IBM and Philips have developed additional processes, which we call "strategic conversations", to identify strategic issues via occurrences in the market rather than by time of year. At IBM, for example, managers have assessed Linux, open source software, and the future of online learning, producing specific action-oriented recommendations. Strategic managing should build in explicit times to look back and assess how a strategy developed several years ago has played out. Managers can determine where they came up short, what mistakes they made, and how they can learn from the mistakes (see Exhibit 4).

Exhibit 4 An evergreen year

Expanding the question set

Most strategic planning processes focus primarily on answering the question, "What should we do?". The answer, while important, is insufficient for creating value. Putting into practice the four principles that are key to strategic managing will help companies answer a more comprehensive and powerful set of questions:

  • Why should we do it? What are the assumptions, the risks, and the tradeoffs? How should we react if one of the assumptions changes or turns out to be flawed?

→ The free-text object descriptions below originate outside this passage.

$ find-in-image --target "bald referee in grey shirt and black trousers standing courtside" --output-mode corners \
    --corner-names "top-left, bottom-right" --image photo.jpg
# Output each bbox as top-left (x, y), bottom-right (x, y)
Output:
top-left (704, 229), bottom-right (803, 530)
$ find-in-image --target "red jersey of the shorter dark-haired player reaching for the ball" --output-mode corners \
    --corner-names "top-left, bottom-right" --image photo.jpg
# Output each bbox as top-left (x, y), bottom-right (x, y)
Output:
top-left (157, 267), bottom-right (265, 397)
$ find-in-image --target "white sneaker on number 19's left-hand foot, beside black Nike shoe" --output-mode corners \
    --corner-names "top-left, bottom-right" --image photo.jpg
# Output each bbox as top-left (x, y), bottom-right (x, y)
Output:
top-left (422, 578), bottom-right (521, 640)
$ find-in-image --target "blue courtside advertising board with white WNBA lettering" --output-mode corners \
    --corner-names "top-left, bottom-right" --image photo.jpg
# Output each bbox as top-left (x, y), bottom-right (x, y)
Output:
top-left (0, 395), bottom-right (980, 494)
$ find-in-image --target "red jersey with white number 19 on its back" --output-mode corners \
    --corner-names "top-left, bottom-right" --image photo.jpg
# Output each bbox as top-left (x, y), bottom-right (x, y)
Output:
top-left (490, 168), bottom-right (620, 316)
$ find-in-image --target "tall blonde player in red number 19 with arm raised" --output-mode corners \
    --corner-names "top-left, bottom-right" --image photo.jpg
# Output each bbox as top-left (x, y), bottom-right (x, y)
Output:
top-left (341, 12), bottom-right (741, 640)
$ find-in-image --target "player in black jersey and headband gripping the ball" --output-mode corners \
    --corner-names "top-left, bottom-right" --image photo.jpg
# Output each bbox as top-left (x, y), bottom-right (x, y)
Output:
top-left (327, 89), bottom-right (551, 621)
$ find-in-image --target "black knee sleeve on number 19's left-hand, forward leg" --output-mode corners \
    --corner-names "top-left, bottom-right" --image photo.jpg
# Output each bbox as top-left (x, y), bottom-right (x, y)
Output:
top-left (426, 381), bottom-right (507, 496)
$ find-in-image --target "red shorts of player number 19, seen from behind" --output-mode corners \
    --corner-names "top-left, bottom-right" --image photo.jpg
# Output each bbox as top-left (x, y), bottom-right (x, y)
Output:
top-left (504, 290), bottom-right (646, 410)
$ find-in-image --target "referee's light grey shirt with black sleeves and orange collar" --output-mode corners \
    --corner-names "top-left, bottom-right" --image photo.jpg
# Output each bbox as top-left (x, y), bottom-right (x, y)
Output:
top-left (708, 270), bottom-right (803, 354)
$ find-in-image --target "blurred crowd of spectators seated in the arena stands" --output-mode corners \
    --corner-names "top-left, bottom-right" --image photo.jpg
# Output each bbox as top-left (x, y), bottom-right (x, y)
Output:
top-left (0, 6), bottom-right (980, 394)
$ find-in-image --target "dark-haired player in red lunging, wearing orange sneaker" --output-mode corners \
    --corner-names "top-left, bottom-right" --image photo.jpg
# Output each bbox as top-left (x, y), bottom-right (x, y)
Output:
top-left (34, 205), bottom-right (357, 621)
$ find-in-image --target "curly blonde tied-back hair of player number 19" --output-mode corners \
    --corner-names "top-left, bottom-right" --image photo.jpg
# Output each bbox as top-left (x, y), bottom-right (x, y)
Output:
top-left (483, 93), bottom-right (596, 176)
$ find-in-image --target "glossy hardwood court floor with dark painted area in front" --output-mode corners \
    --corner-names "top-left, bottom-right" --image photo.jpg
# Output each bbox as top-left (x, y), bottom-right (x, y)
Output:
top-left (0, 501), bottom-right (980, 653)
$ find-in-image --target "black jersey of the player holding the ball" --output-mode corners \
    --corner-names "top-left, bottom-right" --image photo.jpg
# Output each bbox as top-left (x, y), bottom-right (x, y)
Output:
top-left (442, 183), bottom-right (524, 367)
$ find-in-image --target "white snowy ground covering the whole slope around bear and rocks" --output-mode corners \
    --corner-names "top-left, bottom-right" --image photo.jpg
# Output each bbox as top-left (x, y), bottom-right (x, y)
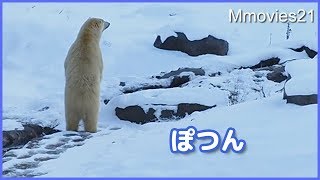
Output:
top-left (2, 3), bottom-right (318, 177)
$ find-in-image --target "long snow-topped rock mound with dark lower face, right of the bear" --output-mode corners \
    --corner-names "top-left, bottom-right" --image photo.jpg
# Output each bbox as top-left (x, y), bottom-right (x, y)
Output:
top-left (106, 68), bottom-right (283, 124)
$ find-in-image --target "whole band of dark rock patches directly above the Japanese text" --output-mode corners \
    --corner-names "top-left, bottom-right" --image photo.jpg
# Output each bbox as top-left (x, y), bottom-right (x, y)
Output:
top-left (115, 103), bottom-right (215, 124)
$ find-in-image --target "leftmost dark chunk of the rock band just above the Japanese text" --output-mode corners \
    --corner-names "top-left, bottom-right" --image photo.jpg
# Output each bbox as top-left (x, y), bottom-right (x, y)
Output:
top-left (115, 105), bottom-right (157, 124)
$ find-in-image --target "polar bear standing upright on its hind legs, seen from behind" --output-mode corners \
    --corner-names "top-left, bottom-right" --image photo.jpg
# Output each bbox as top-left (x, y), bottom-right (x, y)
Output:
top-left (64, 18), bottom-right (110, 132)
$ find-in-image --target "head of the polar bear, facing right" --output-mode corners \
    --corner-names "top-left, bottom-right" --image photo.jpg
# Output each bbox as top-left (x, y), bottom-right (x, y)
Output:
top-left (79, 18), bottom-right (110, 40)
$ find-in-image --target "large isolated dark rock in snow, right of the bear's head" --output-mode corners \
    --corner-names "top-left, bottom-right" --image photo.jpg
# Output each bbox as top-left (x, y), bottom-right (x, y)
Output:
top-left (153, 32), bottom-right (229, 56)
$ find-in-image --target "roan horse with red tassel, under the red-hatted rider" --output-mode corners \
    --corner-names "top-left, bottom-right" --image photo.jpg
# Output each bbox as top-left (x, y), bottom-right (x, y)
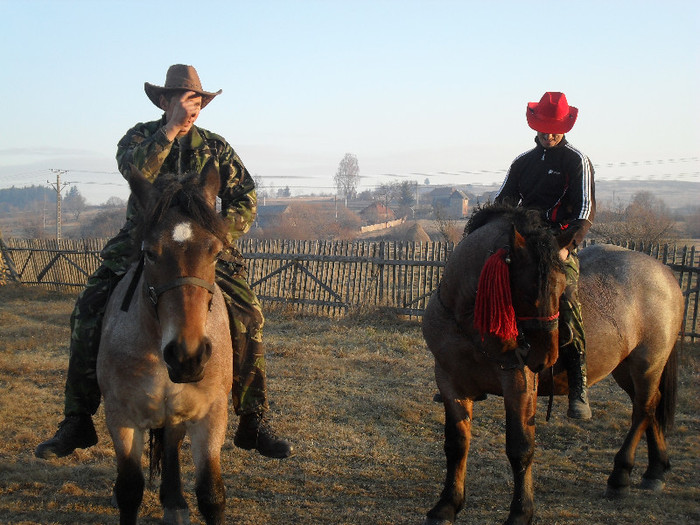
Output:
top-left (423, 205), bottom-right (683, 525)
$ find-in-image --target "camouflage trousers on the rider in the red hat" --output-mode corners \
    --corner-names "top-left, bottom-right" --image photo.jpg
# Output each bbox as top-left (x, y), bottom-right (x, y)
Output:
top-left (559, 249), bottom-right (586, 387)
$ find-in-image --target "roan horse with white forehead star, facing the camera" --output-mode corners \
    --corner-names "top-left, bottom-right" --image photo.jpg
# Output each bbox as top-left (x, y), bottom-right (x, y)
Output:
top-left (97, 166), bottom-right (233, 524)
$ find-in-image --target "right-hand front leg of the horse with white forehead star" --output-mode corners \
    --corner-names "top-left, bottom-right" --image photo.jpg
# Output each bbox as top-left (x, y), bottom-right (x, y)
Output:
top-left (190, 398), bottom-right (228, 525)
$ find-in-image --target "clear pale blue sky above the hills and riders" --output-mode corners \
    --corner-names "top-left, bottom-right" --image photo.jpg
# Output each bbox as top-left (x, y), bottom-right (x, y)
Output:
top-left (0, 0), bottom-right (700, 204)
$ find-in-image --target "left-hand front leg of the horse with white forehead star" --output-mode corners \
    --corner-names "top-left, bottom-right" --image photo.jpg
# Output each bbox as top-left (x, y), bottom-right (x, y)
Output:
top-left (108, 421), bottom-right (145, 525)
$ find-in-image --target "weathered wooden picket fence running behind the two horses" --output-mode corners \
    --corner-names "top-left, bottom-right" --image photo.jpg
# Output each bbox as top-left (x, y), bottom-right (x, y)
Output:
top-left (0, 239), bottom-right (700, 341)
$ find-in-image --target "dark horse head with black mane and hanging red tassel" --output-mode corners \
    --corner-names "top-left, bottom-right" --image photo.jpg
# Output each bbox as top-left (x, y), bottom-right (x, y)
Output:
top-left (468, 206), bottom-right (566, 373)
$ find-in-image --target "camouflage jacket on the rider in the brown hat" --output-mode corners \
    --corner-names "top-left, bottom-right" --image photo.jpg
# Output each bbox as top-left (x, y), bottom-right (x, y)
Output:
top-left (117, 115), bottom-right (257, 241)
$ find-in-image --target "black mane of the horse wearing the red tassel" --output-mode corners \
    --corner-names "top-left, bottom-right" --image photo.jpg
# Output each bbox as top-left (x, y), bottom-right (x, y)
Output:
top-left (464, 203), bottom-right (564, 297)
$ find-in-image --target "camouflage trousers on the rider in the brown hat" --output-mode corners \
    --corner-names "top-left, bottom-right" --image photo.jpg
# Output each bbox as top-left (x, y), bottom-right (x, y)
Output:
top-left (64, 226), bottom-right (268, 416)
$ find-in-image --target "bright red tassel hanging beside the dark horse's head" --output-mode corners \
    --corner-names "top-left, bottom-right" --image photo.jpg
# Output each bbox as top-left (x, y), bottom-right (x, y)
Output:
top-left (474, 248), bottom-right (518, 340)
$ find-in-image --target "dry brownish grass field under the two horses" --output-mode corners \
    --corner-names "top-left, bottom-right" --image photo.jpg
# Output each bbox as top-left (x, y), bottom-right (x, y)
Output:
top-left (0, 286), bottom-right (700, 525)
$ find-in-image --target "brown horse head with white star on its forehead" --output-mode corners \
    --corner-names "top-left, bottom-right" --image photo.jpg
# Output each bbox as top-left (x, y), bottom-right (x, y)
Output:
top-left (123, 162), bottom-right (227, 383)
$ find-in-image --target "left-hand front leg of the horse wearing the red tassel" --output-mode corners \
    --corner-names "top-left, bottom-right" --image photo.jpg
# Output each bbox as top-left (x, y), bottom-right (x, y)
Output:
top-left (424, 365), bottom-right (474, 525)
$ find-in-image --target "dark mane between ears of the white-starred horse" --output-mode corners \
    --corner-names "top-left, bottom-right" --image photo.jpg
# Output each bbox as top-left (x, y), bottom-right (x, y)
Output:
top-left (136, 173), bottom-right (228, 248)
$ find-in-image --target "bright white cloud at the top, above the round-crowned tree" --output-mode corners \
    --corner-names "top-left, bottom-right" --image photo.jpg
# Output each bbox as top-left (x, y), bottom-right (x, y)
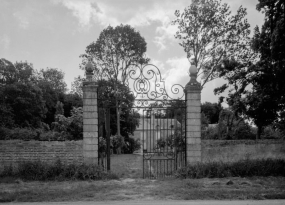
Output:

  • How do we do it? What is the execution plan, and who should be accountable for which parts of the process?

  • What will it cost? How will we fund the strategy, and what is the expected return?

By turning the process into a real capability building exercise, senior managers can gain a clear view of where they are going and why, how to evaluate their progress, and what the payoff will be. Strategic managing also serves as an early warning system by monitoring market and operational data against the plan assumptions. Ultimately, it can influence other critical corporate processes in addition to capital allocation and budgeting, including marketing, manufacturing, human resource planning, performance assessment, and communications.